Instead you got wargame -> hack and slash game -> game where a bunch of tieflings are a found family and they run an inn and also fight like, 12 vampires or something.
And so it is with Dark Alliance. Whose heavy focus on the action and visceral nature of the combat means that you should feel empowered as you play through the game. You’ll take on unique interpretations of some of Dungeons & Dragons most iconic monsters, as we’ve already seen with the previews of Hagedorn the beholder.
So according to Tuque, the game works on a “democratised combat system.” You start the game with simple inputs like light and heavy attacks, and as you progress, you learn more combinations and ways that moves chain together kind of organically to achieve a ‘graceful dance’ for those who want to really master the system.

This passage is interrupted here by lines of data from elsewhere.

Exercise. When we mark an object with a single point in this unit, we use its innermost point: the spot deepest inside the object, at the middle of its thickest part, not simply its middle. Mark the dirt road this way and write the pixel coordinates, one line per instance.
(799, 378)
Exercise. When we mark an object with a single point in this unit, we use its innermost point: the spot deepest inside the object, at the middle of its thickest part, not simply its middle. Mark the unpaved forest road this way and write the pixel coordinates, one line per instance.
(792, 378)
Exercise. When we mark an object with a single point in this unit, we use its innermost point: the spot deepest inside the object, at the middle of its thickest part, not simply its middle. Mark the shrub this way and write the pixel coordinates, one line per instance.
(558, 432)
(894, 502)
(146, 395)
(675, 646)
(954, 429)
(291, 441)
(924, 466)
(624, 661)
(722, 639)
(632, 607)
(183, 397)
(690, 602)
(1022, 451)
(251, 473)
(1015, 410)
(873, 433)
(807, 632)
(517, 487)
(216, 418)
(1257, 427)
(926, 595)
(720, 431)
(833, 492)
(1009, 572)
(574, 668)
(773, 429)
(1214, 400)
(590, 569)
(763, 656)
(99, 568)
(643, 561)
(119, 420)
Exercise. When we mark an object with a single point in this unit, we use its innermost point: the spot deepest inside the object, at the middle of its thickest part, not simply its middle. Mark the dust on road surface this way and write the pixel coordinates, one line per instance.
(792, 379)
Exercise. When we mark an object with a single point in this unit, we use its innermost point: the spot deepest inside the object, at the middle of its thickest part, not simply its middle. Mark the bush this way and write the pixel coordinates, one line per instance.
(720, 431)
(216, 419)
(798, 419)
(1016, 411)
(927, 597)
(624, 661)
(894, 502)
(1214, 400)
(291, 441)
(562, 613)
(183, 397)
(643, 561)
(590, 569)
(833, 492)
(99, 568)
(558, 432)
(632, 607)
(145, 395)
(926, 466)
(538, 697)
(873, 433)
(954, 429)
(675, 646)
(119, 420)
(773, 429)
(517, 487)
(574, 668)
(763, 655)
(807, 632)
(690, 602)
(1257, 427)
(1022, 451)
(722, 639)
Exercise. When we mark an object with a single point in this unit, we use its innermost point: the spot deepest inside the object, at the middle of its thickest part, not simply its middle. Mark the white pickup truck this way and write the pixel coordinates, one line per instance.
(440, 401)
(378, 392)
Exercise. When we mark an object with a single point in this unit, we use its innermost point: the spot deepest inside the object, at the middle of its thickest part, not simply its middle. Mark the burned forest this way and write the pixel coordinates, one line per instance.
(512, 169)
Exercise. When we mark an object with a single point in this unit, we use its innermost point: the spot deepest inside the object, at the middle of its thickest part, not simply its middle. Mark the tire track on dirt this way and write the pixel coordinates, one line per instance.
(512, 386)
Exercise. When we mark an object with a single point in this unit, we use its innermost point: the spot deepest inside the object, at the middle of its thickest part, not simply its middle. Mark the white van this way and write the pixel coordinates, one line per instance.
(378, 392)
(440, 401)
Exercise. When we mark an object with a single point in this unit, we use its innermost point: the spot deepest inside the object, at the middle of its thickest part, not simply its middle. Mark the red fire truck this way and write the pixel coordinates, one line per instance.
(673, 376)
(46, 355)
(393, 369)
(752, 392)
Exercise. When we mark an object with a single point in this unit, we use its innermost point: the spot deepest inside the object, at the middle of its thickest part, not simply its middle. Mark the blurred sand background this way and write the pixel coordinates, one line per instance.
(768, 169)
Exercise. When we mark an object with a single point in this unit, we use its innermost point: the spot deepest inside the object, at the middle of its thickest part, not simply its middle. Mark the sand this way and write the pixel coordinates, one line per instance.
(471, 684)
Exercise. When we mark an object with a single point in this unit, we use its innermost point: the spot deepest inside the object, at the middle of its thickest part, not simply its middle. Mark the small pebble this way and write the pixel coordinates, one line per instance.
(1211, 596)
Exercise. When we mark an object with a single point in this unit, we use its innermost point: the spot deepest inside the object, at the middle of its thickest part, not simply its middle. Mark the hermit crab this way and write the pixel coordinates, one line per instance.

Which reminds mind of my all-time favorite hack and slasher series, Devil May Cry, where you can beat the game and have a great time, but if you want, you can learn how to chain together ice nunchucks, electric guitar solos that summon eldritch energy, killer sword slashes, and all kinds of weird guns to get the most style points possible.
And while I doubt you’ll be swapping between combat styles and weapons too much since every character has their iconic weapon set and a fairly well outlined progression system, I’m hoping that there’s a lot of room to play around with moves.
Sadly it looks like there’s a stamina system in place to limit the chain of moves you can do–I say sadly not necessarily because that’s inherently bad. If you want to crank up the drama having some cap on where your moves can go that doesn’t require you to precisely time each animation and build in moments that monsters can exploit–then having a stamina bar that you need to regen with parries and potions is probably gonna do it for you.